Впрочем, что ходить вокруг да около? Ты мне можешь показать фотографию того человека, что нашли убитым в кювете? Если, конечно, петропавловские товарищи не возражают.
Балакирев нагнул упрямую голову, нарисовал на бумаге не квадрат, не пятиугольник, а что-то странное, кособокое, с выступами и вдавлинами, имеющее несколько углов.
— Могу, — наконец проговорил он, сунул руку в стол, где в ящике, рядом с «маслятами» — рыженькими веселыми патронами от пистолета конструкции Макарова — лежали бумаги и конверт с фотографиями, вытянул из конверта один снимок, положил на стол рядом с «геометрией». — Смотри, товарищ Снегирев.
— В руки взять могу?
— Бери!
Кивнув влажной головой, Снегирев подцепил снимок пальцем, придвинул к себе и жестко сощурил кофейные глаза.
— А я ведь, дорогой Петрович, знаю этого человека.
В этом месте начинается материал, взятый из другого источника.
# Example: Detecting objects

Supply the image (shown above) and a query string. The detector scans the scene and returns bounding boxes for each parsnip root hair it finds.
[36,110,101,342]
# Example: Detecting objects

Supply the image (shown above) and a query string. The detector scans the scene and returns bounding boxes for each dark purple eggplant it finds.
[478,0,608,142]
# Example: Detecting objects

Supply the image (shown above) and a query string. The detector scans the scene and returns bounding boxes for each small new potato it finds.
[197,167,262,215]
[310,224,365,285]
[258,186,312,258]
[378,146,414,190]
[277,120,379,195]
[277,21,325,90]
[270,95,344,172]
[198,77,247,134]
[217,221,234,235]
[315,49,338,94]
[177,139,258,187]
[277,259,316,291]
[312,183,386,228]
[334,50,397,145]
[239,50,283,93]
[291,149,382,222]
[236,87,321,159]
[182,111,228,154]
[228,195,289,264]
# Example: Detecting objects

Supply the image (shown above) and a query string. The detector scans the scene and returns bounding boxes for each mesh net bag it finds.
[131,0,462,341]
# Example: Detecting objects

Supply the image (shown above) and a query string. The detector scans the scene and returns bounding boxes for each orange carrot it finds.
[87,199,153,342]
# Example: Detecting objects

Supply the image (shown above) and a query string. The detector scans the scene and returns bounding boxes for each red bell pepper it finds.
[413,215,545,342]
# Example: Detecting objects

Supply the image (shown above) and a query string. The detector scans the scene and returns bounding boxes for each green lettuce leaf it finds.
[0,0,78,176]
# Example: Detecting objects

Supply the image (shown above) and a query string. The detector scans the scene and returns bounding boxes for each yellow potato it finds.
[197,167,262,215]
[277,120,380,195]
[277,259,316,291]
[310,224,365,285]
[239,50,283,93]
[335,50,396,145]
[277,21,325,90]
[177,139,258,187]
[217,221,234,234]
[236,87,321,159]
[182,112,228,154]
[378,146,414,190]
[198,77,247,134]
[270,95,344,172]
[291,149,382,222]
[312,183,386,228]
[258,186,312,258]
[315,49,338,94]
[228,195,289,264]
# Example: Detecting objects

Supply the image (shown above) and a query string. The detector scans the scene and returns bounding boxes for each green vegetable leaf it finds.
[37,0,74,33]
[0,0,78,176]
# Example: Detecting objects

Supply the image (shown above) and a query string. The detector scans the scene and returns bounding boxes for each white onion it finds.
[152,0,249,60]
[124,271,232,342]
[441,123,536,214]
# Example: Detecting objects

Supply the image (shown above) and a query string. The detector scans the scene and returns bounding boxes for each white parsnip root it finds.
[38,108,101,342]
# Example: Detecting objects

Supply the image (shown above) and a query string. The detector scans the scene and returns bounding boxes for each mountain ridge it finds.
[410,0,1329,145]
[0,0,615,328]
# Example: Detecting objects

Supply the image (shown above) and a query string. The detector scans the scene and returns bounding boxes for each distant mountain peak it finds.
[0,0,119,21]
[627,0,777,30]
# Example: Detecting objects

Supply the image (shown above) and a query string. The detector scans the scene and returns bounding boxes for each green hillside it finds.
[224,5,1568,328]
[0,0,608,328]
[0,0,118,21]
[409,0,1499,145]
«Дорогой Петрович», — машинально отметил Балакирев, почувствовал, как под лопатку его кольнуло, спросил:
— Неужто знаешь?
— Хочешь, перекрестюсь?
— В бога не верю.
— Напрасно. Мой тесть-покойник мудрый был человек, мозга на две головы хватало, он пока на фронт пулям кланяться ехал в составе сибирской дивизии, тоже в бога не верил, а когда кланяться начал, сказал: «Если дашь выйти живым, пять лет подряд каждый день буду свечки ставить и поклоны отбивать!» Пообещал — и выжил, как видишь. Не задел его немецкий металл. Бог, он ведь что — отдушина для намаявшейся души. Счастливая душа бога не признает, а если признает, то часто забывает, но вот стоит заболеть, так под сердцем что-то тюкает, либо по животу боль как шваркнет — человек уже и к доктору и к богу на равных обращается; ежели худо в доме делается, сору по углам слишком много, злоба не истаивает — только к богу, а не ко врачу идет. Иль, допустим, хочется человеку, чтоб дождь лить перестал — снова туда же: помоги, высокий!
Балакирев рисовал кружочки, квадратики — довольно успешно создавал «геометрию», ждал, когда механик кончит лекцию про бога и начнет про покойника.
— Вот он где, например, находится? — Снегирев постучал ногтем по фотоснимку. — А? У Бога.
— Угу. За пазухой, — подал голос Галахов.
— Э-э, а это вот напрасно. Над чужой верой у нас даже государство запрещает измываться. Не говоря уж о вере своей. Не хотите верить — не верьте!
— Извините… — пробормотал Галахов.
— Помнишь, милый мой Петрович, когда-то ты браконьеров на речке заякорил?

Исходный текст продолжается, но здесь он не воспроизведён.